The distaff side Camerons it up by diagnosing House's mindset rather than their patient. 13 figures House must already know what's wrong with the patient to risk his health on a little game like this.
So typically, the men think they should "gang-bang" their patient with a battery of tests and see if the results give them any clues.
One of the twins suggests that the dog is a carrier of whatever's ailing their patient, but the Indian-looking woman who didn't get any lines last week says House must know the dog isn't a factor, since she has veterinary training and that wouldn't be fair to the male team. Um, yes, let's base our diagnoses on House's fairness. That'll work.
18 guesses the dog as well. Kumar mentions a recent trip to Thailand that their patient took as another potential source of infection. Meanwhile, they write all kinds of nonsense symptoms on the Whiteboard, hoping the girls will see it and be led down the wrong path, securing a victory for the men. Weird Beard notices 13 leaving the room, and I notice that my arch-nemesis Deran Serafian has been promoted to Co-Executive Producer!

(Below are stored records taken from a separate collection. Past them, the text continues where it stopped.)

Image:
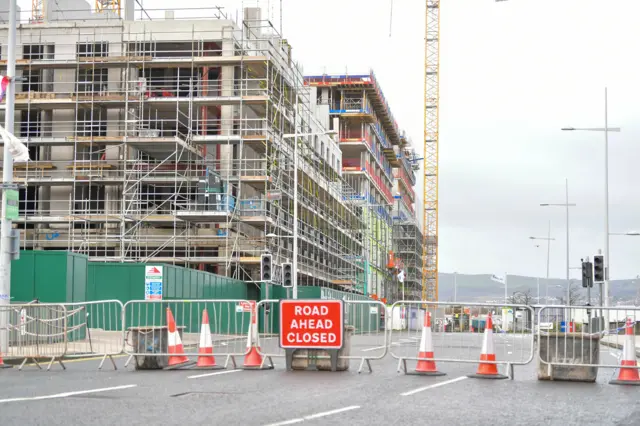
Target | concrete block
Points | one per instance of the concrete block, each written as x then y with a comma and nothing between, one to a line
580,349
304,359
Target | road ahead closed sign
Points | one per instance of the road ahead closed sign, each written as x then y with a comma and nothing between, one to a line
311,324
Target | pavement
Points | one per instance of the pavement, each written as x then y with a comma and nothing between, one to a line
83,395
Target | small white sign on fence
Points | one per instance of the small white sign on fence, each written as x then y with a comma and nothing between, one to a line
153,282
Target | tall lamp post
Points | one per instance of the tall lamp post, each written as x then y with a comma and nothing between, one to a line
548,239
566,205
7,182
606,129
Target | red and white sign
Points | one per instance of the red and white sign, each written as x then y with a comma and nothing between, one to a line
311,324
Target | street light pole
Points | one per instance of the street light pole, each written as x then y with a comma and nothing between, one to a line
548,239
7,183
606,201
294,263
455,287
567,205
566,182
606,131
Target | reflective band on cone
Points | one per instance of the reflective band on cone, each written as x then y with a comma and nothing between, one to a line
488,370
206,360
426,367
2,364
253,360
628,376
176,350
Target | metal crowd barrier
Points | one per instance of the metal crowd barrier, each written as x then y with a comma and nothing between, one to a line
36,331
95,329
575,335
365,337
458,332
146,328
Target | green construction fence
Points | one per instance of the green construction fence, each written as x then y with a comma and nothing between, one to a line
128,282
49,276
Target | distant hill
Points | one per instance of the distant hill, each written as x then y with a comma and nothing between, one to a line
478,288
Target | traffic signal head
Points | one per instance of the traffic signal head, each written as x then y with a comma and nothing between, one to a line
585,274
287,275
598,268
265,268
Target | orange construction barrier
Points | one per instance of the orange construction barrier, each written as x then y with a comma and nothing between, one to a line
176,350
628,375
488,370
206,360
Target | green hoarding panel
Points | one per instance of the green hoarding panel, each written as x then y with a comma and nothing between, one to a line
126,282
49,276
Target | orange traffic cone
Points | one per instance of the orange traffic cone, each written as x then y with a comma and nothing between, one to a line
628,376
487,370
426,367
205,349
176,350
253,359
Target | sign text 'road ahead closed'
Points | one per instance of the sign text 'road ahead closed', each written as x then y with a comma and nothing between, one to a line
311,324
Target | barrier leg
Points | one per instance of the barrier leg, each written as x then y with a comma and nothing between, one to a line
368,362
128,361
104,358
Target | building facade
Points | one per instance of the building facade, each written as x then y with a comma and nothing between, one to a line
174,141
379,162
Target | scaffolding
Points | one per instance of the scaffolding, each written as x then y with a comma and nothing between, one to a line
164,141
378,161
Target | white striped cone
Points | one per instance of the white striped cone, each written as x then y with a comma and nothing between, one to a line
488,370
426,348
205,349
628,376
253,359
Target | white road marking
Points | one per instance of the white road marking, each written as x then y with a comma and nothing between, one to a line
66,394
433,386
316,416
373,349
213,374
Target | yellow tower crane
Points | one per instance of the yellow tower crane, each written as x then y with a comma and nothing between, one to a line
37,11
431,145
108,5
431,126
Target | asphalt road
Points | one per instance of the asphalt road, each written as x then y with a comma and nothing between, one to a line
82,395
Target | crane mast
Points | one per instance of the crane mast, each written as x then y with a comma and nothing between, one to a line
431,125
108,5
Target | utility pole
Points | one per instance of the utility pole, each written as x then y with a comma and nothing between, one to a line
7,183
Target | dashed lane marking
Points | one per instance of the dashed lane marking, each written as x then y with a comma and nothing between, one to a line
436,385
66,394
213,374
316,416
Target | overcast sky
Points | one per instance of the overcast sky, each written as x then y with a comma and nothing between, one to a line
512,74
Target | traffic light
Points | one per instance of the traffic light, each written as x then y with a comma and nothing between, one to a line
585,274
598,268
287,275
265,268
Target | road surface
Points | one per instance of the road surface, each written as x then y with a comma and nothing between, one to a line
81,395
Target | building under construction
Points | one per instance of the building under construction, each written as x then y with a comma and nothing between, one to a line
379,163
173,140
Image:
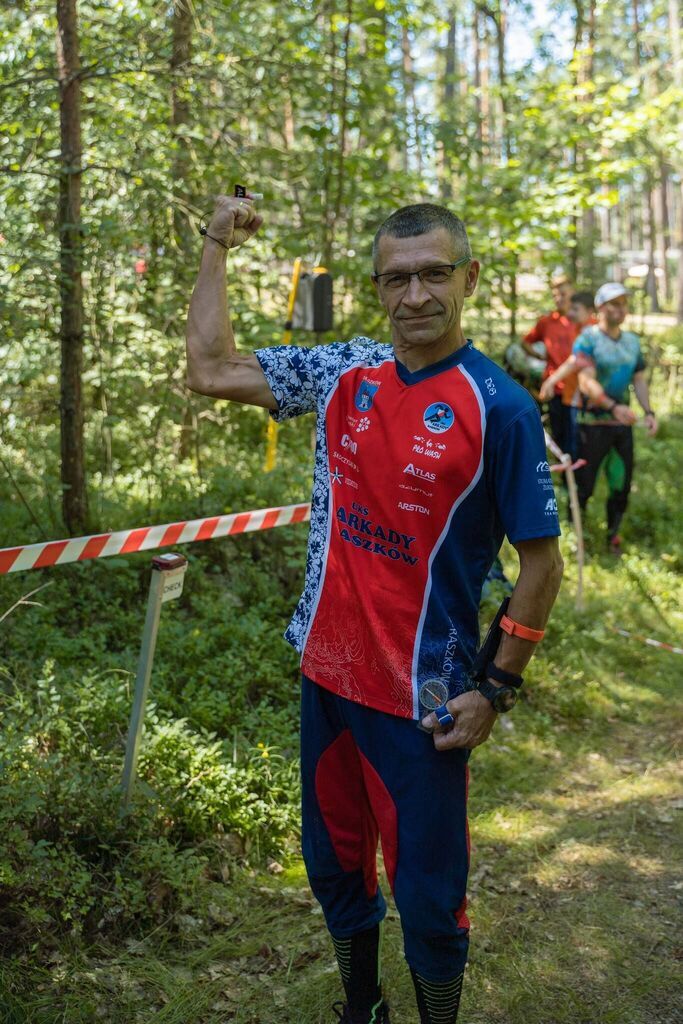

Good news for him; bad news for viewers at all susceptible to motion sickness.
Since she still doesn't have a team, 24 is making friends with Cameron by asking her annoying questions like, "Why do you guys keep a D-cell battery in a urine specimen cup?" followed by, "Why would someone swallow a battery?" when Cameron answers that they pulled the battery from a patient's intestine. For a cutthroat bitch, 24 is kind of naïve. Cameron cuts to the chase (no, not the character. Not yet, anyway) and asks 24 why she's kissing Cameron's ass. 24 appeals to Cameron's caring nature by telling her that House is turning patient care into a game, and the patient is sure to suffer for it. The scene ends before 24 whips out a bunch of cute photos of the patient's dog and a copy of his family tree that shows all living relations are dead.
House decides to check on his Clinic patients, which he hasn't done in like two seasons. Understandably, his first patient, who's all bandaged and casted up after a recent run-in with something decidedly bigger and heavier than he is, is a little annoyed at the amount of time he's had to wait for his doctor and whips out a knife as soon as House enters the room. "Whoa," House says, because, really, what else can you say? The patient isn't going for him, however, but for the electrical outlet. He jams the knife in it and electrocutes himself while House watches, his face a mixture of "Am I really seeing what I think I'm seeing right now?" and "Sweet, I didn't get stabbed."